Just finished reading Margins of Safety on a friend's recommendation and decided to do a quick research on Seth Klarman and The Baupost Group. I'm still quite unsure regarding what these guys can invest in. Their investment holdings include blue-chip names like Microsoft, distressed debt in Puerto Rico and Iceland, and real estate. If anyone has some thoughts on the following:

  1. Is there a typical style / strategy that you would categorise Baupost, i.e. event-driven, distressed, L/S, multi-strat? Any other hedge funds that invest in such a broad range of securities and asset class?

  2. Are investment analysts there generalists who conduct research on all asset classes or are they placed in a specialisation?

  3. How is the fund structured, in terms of PMs, platforms? Does everything go through Klarman?

Just curious to learn more about this topic, since this guy is definitely one of the smartest investors out there.

 
Best Response
  1. They are long-biased value investors that are agnostic with respect to asset class and geography. They invest in private and public markets, across equities, distressed corporate debt, structured credit, real estate, and derivatives. The goal is to find investments with limited prospects for losing capital, that are likely to be 'misunderstood,' and making fairly concentrated bets. They also make certain highly asymmetric bets that can potentially be worth nothing, but have the potential for a large payout (think out-of-the-money interest rate options, CDS on subprime) There are definitely other HFs that invest in this way (including Baupost spin-offs, such as Abrams). Third Point and Appaloosa are similarly opportunistic, although each is different in its own way. Third Point does a lot more activism and short-selling, while Appaloosa might do more 'trading' and macro investments, for example. The general theme is to be opportunistic, concentrated, and look for great investments wherever possible.
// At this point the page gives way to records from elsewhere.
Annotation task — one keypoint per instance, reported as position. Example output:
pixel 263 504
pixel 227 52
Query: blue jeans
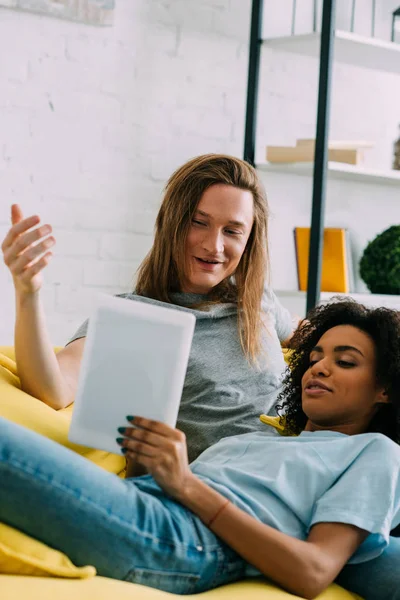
pixel 128 529
pixel 377 579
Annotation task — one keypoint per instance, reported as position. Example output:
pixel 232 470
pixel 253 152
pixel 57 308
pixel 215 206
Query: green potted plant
pixel 380 262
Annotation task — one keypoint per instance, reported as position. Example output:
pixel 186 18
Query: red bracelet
pixel 219 511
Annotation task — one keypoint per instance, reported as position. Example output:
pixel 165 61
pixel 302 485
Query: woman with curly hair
pixel 295 508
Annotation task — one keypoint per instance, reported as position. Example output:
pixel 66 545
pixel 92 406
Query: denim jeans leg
pixel 96 518
pixel 377 579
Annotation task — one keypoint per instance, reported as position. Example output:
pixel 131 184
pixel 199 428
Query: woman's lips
pixel 207 266
pixel 316 391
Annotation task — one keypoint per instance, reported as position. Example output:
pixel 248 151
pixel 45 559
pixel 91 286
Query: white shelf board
pixel 336 171
pixel 350 48
pixel 295 301
pixel 366 298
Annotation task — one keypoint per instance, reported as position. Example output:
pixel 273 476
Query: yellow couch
pixel 31 569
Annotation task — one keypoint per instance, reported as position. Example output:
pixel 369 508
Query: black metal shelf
pixel 327 37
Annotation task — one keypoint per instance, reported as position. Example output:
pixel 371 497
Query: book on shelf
pixel 337 267
pixel 289 154
pixel 337 144
pixel 350 152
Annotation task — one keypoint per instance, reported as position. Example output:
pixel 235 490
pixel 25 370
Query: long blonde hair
pixel 162 271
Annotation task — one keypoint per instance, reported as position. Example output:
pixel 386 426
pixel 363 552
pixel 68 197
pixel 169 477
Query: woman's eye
pixel 345 363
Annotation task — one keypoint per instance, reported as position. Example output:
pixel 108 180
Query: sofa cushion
pixel 22 555
pixel 21 408
pixel 101 588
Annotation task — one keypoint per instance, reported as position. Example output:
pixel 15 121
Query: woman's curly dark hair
pixel 383 327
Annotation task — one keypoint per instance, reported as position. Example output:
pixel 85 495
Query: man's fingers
pixel 156 427
pixel 17 229
pixel 30 256
pixel 31 271
pixel 16 214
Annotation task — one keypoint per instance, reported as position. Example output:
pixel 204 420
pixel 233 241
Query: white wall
pixel 93 121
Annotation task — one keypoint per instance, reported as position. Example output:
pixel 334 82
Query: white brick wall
pixel 93 121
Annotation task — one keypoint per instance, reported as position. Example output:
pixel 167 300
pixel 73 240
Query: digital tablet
pixel 134 363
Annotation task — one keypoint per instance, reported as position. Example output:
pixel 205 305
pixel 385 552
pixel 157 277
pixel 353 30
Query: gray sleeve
pixel 282 317
pixel 80 332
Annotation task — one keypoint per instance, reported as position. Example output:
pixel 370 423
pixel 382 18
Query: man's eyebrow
pixel 237 223
pixel 344 348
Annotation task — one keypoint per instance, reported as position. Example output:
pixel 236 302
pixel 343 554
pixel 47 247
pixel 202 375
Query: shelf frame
pixel 321 150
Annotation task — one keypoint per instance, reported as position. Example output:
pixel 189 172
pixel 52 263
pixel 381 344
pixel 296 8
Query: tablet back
pixel 134 363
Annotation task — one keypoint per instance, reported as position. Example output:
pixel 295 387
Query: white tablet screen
pixel 134 363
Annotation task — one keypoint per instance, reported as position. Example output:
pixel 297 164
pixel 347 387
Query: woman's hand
pixel 161 450
pixel 26 251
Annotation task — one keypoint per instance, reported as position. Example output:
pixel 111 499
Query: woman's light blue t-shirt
pixel 292 483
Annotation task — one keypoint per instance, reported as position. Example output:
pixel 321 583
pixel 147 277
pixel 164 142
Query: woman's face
pixel 339 390
pixel 217 237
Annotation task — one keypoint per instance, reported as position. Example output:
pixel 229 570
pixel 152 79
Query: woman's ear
pixel 383 397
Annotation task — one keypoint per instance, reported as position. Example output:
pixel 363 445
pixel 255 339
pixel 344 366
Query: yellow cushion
pixel 22 555
pixel 21 408
pixel 100 588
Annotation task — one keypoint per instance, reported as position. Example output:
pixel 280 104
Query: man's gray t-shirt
pixel 223 394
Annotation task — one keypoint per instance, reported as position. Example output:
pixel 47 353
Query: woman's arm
pixel 304 568
pixel 26 252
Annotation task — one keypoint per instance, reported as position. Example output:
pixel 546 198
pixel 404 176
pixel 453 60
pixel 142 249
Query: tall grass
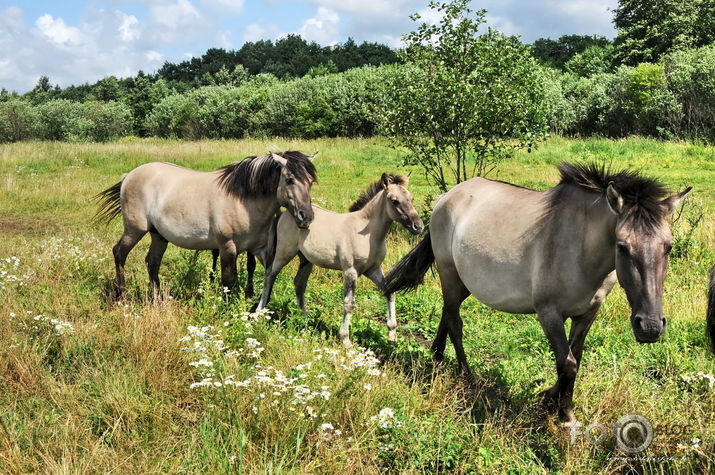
pixel 111 391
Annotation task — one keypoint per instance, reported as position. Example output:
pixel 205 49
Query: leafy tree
pixel 593 60
pixel 464 101
pixel 107 89
pixel 648 29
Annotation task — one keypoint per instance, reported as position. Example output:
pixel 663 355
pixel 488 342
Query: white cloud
pixel 128 30
pixel 154 56
pixel 57 32
pixel 256 32
pixel 323 28
pixel 175 15
pixel 225 5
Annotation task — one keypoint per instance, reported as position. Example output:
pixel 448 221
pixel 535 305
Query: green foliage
pixel 464 101
pixel 593 60
pixel 17 120
pixel 691 81
pixel 649 29
pixel 60 119
pixel 556 53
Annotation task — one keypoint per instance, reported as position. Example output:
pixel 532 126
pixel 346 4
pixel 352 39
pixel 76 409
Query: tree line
pixel 654 78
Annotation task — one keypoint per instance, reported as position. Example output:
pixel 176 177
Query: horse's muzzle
pixel 302 219
pixel 649 328
pixel 415 227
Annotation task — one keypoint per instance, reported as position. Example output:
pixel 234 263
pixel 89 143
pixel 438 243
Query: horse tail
pixel 711 310
pixel 410 271
pixel 110 205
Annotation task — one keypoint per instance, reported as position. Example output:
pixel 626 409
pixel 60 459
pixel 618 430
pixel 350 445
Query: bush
pixel 17 120
pixel 108 120
pixel 690 76
pixel 60 119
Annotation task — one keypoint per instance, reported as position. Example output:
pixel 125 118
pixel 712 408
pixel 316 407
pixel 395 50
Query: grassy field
pixel 90 386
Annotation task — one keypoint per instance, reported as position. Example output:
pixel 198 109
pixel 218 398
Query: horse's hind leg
pixel 250 269
pixel 349 281
pixel 454 292
pixel 561 394
pixel 301 280
pixel 214 256
pixel 120 251
pixel 379 279
pixel 153 262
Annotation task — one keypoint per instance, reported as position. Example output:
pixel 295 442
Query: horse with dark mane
pixel 231 209
pixel 555 253
pixel 710 325
pixel 353 243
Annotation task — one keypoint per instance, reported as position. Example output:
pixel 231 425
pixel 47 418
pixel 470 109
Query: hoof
pixel 548 401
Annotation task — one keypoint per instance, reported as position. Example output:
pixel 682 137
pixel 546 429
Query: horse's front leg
pixel 349 281
pixel 379 279
pixel 227 255
pixel 300 282
pixel 250 269
pixel 560 396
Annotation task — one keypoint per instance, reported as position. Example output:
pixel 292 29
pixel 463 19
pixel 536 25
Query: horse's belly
pixel 186 233
pixel 502 287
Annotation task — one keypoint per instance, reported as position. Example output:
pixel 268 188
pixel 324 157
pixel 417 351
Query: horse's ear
pixel 279 159
pixel 614 198
pixel 672 202
pixel 385 179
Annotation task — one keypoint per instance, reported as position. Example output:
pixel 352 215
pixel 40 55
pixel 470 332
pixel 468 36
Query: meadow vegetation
pixel 199 384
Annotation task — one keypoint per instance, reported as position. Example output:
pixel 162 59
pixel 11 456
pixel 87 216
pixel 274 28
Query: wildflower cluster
pixel 351 359
pixel 385 419
pixel 699 381
pixel 40 324
pixel 387 426
pixel 691 446
pixel 11 272
pixel 75 250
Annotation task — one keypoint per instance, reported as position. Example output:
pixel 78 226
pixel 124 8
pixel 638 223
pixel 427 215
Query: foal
pixel 352 242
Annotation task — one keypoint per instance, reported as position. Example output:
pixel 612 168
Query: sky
pixel 74 42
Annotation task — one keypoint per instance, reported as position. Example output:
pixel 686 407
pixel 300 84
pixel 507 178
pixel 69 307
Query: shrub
pixel 60 119
pixel 17 120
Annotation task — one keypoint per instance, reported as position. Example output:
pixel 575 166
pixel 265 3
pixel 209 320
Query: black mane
pixel 373 190
pixel 259 175
pixel 641 195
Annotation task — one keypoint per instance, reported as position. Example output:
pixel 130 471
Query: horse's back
pixel 486 230
pixel 173 200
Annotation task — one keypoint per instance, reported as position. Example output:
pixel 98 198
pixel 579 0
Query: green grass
pixel 113 395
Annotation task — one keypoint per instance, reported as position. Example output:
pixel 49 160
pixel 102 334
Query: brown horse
pixel 352 242
pixel 552 253
pixel 231 209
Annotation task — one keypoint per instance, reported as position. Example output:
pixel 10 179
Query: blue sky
pixel 77 41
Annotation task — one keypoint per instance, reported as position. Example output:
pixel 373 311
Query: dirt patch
pixel 15 225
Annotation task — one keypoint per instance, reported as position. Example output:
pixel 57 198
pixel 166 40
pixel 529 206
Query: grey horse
pixel 556 253
pixel 231 209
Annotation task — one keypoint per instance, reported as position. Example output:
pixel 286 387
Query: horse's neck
pixel 599 234
pixel 376 215
pixel 267 206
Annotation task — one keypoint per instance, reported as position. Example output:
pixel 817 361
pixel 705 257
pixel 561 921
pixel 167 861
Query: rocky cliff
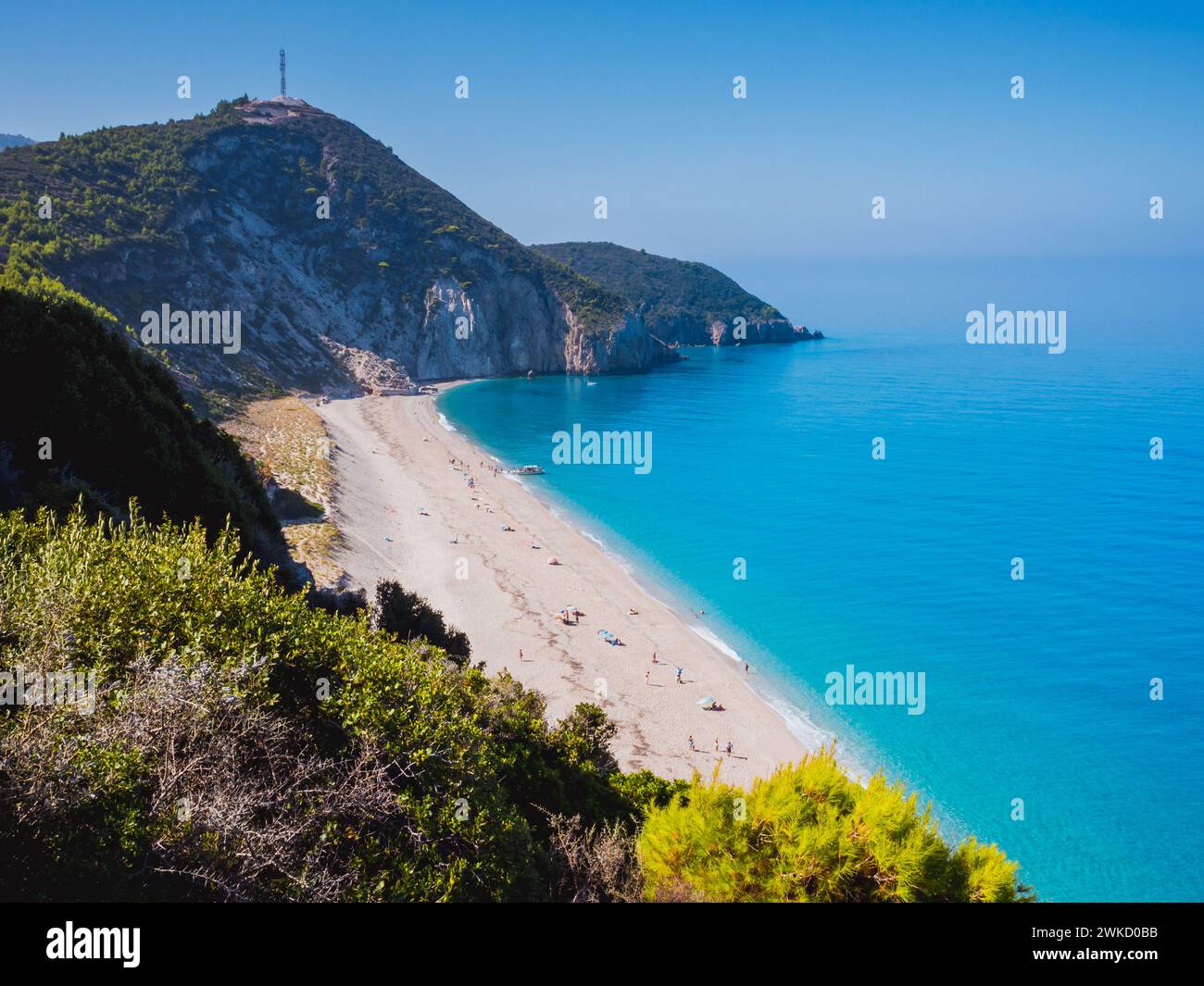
pixel 324 243
pixel 682 301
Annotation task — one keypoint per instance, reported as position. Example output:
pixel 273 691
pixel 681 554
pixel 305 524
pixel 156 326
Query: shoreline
pixel 408 514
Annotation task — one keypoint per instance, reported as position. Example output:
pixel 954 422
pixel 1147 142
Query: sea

  2. Analysts are split between public, private, real estate (possibly more) and generalist with respect to industry. Analysts are typically separated by 'opportunity' (spin-offs, distressed, etc.), not industry, I believe.

  3. Not sure, but there are people who head their different verticals (public, private, real estate, etc.) that function like PMs to an extent.

Rushed this a bit, so apologies in advance for grammar/typos.